Thursday, April 17, 2008

Atlanta Film Festival 2008 - Day 7

The Atlanta Film Festival 2008 continues it's 9 day stay at the Landmark Midtown 8. For today (April 16, 2008, for those of you who want to keep track), I only had four features on the bill. (No short subjects today, which are starting to bog me down a bit, which I never thought I'd hear myself think!) ['BAMA GIRL was via a pre-festival screener DVD.]

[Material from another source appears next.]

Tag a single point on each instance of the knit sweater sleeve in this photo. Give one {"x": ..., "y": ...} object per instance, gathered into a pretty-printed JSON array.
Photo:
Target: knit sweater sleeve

THE SKYJACKER (dir. Jeff Pickett, US, 2007, 72 mins.) This quirky little film about a skyjacker, loosely inspired by the D.B. Cooper "legend" really should not work, but it almost did for me. Everything about it runs against expectations for a "airplane hijack movie". It is exceptionally underplayed and under produced, but that seems to benefit the story. Though we do not really learn anything about the characters beyond their roles as "skyjacker" and "flight attendant", it is a nearly clinical observation of how these two characters interact during this event. Lizzy Davis plays the stewardess in a minimalist performance. She displays the steely nerves that one hopes to have in such a situation. Jeff Pickett directs himself as the skyjacker, and is not quite as effective as he doesn't go beyond being a cipher - which might be the point? He sets the film in the '70's apparently, as there is smoking allowed on the plane. However, the rest of the production design does not pinpoint the era as specifically as it could. Pickett also runs into the "Lifeboat" problem: Ninety percent of the film takes place within the cabin of the plane. In fact, it rarely leaves the row he is seated in, and when it does, it is almost painfully obvious. The edits are a bit clunky on that count. The only other reservation I had was with the soundtrack. The music score by Smoota, Smog attempts ambience, but becomes more annoying.

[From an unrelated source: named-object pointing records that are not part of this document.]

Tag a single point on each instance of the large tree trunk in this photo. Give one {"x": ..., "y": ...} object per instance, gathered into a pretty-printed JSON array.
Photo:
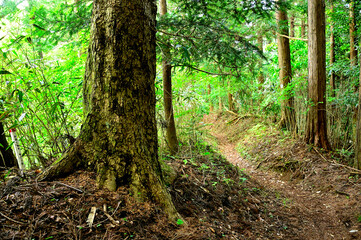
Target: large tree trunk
[
  {"x": 7, "y": 158},
  {"x": 357, "y": 161},
  {"x": 171, "y": 133},
  {"x": 316, "y": 129},
  {"x": 119, "y": 136},
  {"x": 288, "y": 117},
  {"x": 353, "y": 51}
]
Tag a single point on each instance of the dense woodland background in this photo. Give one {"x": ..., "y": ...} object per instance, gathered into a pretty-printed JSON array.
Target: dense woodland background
[{"x": 224, "y": 56}]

TEAM PICTURE (dir. Kentucker Audley, US, 2007, 62 mins.) Here is another quirky little film that I should not have liked, but I sort of did. It takes "mumblecore" to a minimalist extreme, that is nearly void of decision, yet in that void there is almost a meditative quality to director Audley's character. Audley directs himself as a musician who has absolutely no focus in his life. In fact, even his music lacks tone or poetry. I should really HATE this character, but as the time moves on, his litany of "I don't know" becomes something of a deep well in which I started staring into in search of SOMETHING! And there is something down there, behind his eyes. It is an exceptional performance in that it rests on his energy as a being and not on any of his actions, as he takes NO action through out the film. The supporting cast express frustration, yet seem to become caught up in the zen-like aura that Audley exudes. Perhaps the most significant choice Audley makes is that the running time of only an hour is JUST ENOUGH! I don't know if I'd ever see this again, but I am glad that I did not miss it.

This was preceded by a short, ANA'S TIME (dir. Alice Cox, US, 2008, 26 mins.) Unfortunately, what I was dreading about TEAM PICTURE, occurs in ANA'S TIME. Though less than a half hour, I found it to be near wallowing in self absorbed and incommunicable angst, which may have been its point.

'BAMA GIRL (dir. Rachel Goslins, US, 2007, 72 mins.) One could consider this a documentary version of MEAN GIRLS. It documents a young black woman's campaign to become the 2005 Homecoming Queen at the University of Alabama. What it unearths is the political landscape within the Greek system and the University as a whole. Though the concentration would seem to be about racial politics, it actually goes broader and deeper than that. The system appears to be controlled by an elitist clique, referred to as "The Machine", which discriminates against anyone outside of this secret group. It is implied that this is the seed from which an unbreakable ruling class is born and bred. Though I appreciated the point the film was making, by the end, it was only feeding my cynicism. I had hoped for some resolution for change in the future.

MONSTER CAMP (dir. Cukken Hoback, US, 2007, 79 mins.) The best comedy I have seen at the festival this year is this documentary about LARPers (Live Action Role Players) who gather once a month for a weekend of NERO, a live action fantasy game. This group of people (this was NERO Seattle) will spend 48 hours living and breathing as wizards, knights and monsters. Perhaps it is best described as a competitive Dragon*Con. Anyway, the amount of time, energy and commitment that the players give to the game (it has a 200 PAGE Rule Book!) is intriguing to watch. The personalities that are attracted to such gaming pretty much fall into the geeky stereotype that you would imagine. If they are not out in the field, they are home, on line playing WOW, etc. Mind you, I don't know if I could spend a weekend with them, but an eighty minute documentary was just enough!

Maxxxxx says
re MONSTER CAMP: "Wooooo!"

1 comment:

JimmyD said...

You miss your Magic days, don't you?